Tawakal
merupakan penyerahan diri kepada Allah Swt dengan tetap melaksanakan
perintahNya atas segala usaha yang telah dilakukannya. Hasil akhir yang
diharapkan tergantung atau pasrah pada ketentuan Allah Swt.
Atas
ketentuan ini, seseorang menerima dengan ridha dan yakin bahwa di balik itu
semua harus didahului dengan usaha atau ikhtiar secara optimal. Bukan pasrah
tanpa usaha. Ini bukan tawakal. Dalam hal ini Rasulullah Saw. menyatakan
:”Tidak dinamakan tawakal bagi orang yang mengobatkan dirinya dengan besi panas
atau dengan rajahan”. (H.R. Ahmad)
Orang-orang
yang hidupnya susah kadang memiliki jiwa tawakal tinggi.

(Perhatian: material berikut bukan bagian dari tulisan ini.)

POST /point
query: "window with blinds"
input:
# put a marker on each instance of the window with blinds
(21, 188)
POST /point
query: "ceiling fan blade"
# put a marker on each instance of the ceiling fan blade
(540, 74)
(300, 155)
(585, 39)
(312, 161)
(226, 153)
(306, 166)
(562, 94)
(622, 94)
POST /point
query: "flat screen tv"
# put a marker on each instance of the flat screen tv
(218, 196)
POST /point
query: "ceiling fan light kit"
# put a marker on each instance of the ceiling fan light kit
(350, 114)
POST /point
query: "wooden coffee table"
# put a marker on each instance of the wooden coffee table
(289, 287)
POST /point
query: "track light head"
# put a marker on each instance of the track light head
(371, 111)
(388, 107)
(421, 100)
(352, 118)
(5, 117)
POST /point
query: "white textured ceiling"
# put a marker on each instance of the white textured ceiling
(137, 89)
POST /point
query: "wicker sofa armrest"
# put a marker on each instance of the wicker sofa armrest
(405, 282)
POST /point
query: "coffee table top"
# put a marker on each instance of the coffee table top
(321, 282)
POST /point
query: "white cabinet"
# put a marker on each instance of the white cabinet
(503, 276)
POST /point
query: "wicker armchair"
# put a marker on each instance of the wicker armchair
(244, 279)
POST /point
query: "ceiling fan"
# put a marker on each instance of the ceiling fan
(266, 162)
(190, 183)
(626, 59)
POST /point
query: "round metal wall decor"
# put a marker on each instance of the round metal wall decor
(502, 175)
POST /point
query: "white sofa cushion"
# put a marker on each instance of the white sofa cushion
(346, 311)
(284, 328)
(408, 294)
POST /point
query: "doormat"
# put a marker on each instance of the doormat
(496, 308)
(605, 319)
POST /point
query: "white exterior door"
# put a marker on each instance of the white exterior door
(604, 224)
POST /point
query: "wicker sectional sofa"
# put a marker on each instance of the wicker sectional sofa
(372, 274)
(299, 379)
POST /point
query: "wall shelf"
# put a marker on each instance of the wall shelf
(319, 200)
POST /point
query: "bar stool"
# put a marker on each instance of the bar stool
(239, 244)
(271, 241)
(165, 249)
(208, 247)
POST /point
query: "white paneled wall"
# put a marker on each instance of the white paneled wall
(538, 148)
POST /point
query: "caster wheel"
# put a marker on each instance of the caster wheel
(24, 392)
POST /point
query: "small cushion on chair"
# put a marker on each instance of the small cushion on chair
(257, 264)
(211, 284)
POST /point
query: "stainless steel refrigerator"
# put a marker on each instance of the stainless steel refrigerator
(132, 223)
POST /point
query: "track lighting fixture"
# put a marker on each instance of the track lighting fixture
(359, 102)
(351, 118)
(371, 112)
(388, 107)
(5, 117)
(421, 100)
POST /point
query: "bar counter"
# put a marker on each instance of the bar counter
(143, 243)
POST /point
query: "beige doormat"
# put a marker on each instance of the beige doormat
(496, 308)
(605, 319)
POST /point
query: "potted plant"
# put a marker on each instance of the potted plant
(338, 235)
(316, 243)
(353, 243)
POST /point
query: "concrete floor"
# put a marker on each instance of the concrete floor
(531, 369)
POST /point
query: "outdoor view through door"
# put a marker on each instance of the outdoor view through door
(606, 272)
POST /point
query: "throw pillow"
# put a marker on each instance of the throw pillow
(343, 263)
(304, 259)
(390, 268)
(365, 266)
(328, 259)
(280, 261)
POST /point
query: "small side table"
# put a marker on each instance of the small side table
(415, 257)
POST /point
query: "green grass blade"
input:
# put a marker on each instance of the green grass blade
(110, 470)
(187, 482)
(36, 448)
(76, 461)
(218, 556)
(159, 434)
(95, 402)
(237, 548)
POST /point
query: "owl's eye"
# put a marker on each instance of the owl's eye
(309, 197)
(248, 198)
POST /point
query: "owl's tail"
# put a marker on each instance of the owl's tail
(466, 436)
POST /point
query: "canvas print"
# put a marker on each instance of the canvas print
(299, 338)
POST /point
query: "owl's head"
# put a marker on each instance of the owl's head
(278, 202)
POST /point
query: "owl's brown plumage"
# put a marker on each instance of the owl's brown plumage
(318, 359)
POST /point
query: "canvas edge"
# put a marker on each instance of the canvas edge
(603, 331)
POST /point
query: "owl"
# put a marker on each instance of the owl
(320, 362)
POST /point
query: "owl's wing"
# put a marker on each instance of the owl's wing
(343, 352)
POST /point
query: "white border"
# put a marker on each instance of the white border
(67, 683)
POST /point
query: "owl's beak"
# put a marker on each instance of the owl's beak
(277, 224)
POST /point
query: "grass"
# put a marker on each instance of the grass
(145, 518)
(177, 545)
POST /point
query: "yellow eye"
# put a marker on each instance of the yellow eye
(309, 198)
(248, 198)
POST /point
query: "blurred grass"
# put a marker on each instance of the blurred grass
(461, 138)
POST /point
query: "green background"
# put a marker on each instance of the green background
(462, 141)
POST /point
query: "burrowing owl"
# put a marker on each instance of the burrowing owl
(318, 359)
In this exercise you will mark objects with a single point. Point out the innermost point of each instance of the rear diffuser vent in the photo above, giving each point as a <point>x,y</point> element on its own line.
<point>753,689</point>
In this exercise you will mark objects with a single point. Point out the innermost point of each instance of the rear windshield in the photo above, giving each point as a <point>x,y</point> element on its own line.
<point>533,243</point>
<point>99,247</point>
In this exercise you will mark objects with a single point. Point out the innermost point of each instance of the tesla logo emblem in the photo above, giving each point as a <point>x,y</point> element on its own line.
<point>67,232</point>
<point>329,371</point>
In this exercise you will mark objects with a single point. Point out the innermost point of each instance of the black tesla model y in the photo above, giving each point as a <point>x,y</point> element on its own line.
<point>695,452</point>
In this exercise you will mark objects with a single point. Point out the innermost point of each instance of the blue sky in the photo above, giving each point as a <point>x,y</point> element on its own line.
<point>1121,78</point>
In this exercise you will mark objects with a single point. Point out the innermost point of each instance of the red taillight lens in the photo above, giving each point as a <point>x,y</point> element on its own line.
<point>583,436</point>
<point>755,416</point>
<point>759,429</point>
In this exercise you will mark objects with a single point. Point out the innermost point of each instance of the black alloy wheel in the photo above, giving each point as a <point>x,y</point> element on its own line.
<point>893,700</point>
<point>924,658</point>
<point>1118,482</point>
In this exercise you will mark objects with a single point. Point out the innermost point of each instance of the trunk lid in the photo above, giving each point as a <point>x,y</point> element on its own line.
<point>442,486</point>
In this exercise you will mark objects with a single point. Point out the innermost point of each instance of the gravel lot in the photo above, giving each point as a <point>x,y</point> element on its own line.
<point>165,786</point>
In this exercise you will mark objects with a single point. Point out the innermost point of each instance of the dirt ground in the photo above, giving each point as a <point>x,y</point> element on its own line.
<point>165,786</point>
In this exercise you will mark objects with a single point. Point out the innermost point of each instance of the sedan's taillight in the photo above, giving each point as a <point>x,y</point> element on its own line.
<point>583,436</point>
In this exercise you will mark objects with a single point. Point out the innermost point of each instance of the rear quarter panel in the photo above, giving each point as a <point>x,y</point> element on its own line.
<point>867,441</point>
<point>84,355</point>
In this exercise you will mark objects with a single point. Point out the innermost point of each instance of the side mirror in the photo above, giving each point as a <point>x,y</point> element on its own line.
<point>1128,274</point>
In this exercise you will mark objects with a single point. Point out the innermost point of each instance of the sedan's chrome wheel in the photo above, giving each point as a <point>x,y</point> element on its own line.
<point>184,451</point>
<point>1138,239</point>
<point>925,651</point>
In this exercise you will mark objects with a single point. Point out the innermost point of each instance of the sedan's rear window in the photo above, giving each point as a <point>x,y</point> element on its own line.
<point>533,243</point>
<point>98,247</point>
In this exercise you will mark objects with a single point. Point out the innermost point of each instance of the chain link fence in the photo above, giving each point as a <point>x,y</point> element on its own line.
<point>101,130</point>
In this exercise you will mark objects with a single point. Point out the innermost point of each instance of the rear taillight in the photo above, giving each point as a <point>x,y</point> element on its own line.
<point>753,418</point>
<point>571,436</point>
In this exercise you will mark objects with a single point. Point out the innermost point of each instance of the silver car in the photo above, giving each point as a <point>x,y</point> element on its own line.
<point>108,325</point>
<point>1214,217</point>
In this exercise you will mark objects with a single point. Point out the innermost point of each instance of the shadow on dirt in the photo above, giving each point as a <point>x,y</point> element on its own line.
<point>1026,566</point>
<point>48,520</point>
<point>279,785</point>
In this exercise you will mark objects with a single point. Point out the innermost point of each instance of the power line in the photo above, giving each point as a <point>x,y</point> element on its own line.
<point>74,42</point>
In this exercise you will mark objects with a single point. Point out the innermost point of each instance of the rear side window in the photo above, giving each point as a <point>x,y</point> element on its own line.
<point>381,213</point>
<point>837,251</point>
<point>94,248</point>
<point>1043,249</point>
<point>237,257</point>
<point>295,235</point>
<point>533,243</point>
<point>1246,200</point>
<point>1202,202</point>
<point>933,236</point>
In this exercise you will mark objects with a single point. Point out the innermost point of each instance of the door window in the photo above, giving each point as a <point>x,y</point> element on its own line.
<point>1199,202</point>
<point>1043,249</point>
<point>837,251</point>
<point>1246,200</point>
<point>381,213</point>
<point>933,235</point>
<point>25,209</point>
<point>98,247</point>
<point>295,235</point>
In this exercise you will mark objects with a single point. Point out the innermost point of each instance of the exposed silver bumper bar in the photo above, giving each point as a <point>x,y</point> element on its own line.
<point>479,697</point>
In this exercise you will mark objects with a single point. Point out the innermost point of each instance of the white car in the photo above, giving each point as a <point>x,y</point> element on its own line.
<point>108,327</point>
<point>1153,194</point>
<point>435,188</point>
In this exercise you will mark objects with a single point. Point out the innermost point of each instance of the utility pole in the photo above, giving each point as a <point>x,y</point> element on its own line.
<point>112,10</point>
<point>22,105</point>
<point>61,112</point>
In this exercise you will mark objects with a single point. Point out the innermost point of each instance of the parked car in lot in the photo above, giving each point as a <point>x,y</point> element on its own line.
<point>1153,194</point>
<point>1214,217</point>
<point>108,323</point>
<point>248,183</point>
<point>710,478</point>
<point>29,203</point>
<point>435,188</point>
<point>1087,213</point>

Mereka telah dididik
oleh keadaan untuk memiliki jiwa yang kuat dalam menerima penderitaan dan
kepapaan. Masalah penderitaan dan kesusahan kiranya telah menjadi bagian
kehidupan mereka. Lain halnya dengan orang yang serba kecukupan. Mereka sering
mengeluh bahkan cengeng bila mendapatkan musibah sedikit saja. Jiwa tawakal
mereka sangat rapuh.
Apabila
orang betul-betul tawakal kepada Allah Swt setelah berusaha optimal, maka Allah
akan memberikan perlindungan dan pertolongan. Pertolongan ini sering tak
terbayangkan oleh manusia.
Suatu
ketika Rasulullah Saw. pergi ke rumah Ka’ab bin al Asyaraf seorang Yahudi Bani
Nadhir. Kepergian ini disertai para sahabat seperti Abu Bakar as Shidiqi, Umar
bin Khatab, Usman bin Affan, Ali bin Abi Thalib, Thalhah, dan Abdurrahman bin
Auf untuk pinjam uang sebagai pembayar denda (diyat).
Ketika
Rasulullah Saw dan para sahabat itu sampai di rumah orang Yahudi itu, maka
orang-orang Yahudi itu mengambil makanan untuk para tamu itu. Ketika Rasulullah
Saw dan para sahabat sedang duduk-duduk, Haj bin Akhtan berkata kepada kawannya
tanpa sepengetahuan Nabi Saw. Katanya:”Kalian tidak dapat melihatnya lebih
dekat daripada sekarang ini. Maka cobalah timpakan batu di kepalanya agar
mereka mati. Kalian sangat mudah untuk melakukannya”.
Orang-orang
Yahudi itu kemudian mengangkat batu besar penggiling gandum untuk ditimpakan
kepada Rasulullah Saw dan para sahabatnya. Namun Allah Swt menahan batu itu,
dan menyelamatkan Rasulullah dan para sahabat.
Orang-orang
yang mampu bertawakkal dalam arti sesungguhnya, maka mereka itu memiliki iman
yang kokoh. Mereka selalu tenang dalam menghadapi hari esok dalam setiap
langkah. Mereka tidak cemas tentang apa yang dimakan besok pagi, lusa, dan
seterusnya. Mereka itulah sebenarnya sebagai orang yang kuat. Rasulullah Saw
bersabda :”Apabila ingin menjadi orang kuat, hendaknya bertawakal kepada Allah
Swt. Apabila ingin menjadi orang paling kaya, maka mantapkanlah atas jaminan
Allah melebihi (kekayaan) yang telah dipegangnya (harta yang telah ada)”. (HR
Ibnu Abbas r.a.)
Disamping
itu, baik juga kita simak, renungkan, dan pahami apa yang tersirat pesan Lukman
Al Hakim kepada putranya:” Wahai anakku, sampai saat ini telah banyak
pesan-pesanku kepadamu. Sekarang bapak akan berpesan enam perkara sebagaimana
telah dipesankan orang-orang terdahulu dan orang-oang sebagai generasi
mendatang yakni:
Pertama, jangan terlalu sibuk dengan
urusan duniamu, kecuali sekedar mencukupi keperluan sisa umurmu di dunia ini.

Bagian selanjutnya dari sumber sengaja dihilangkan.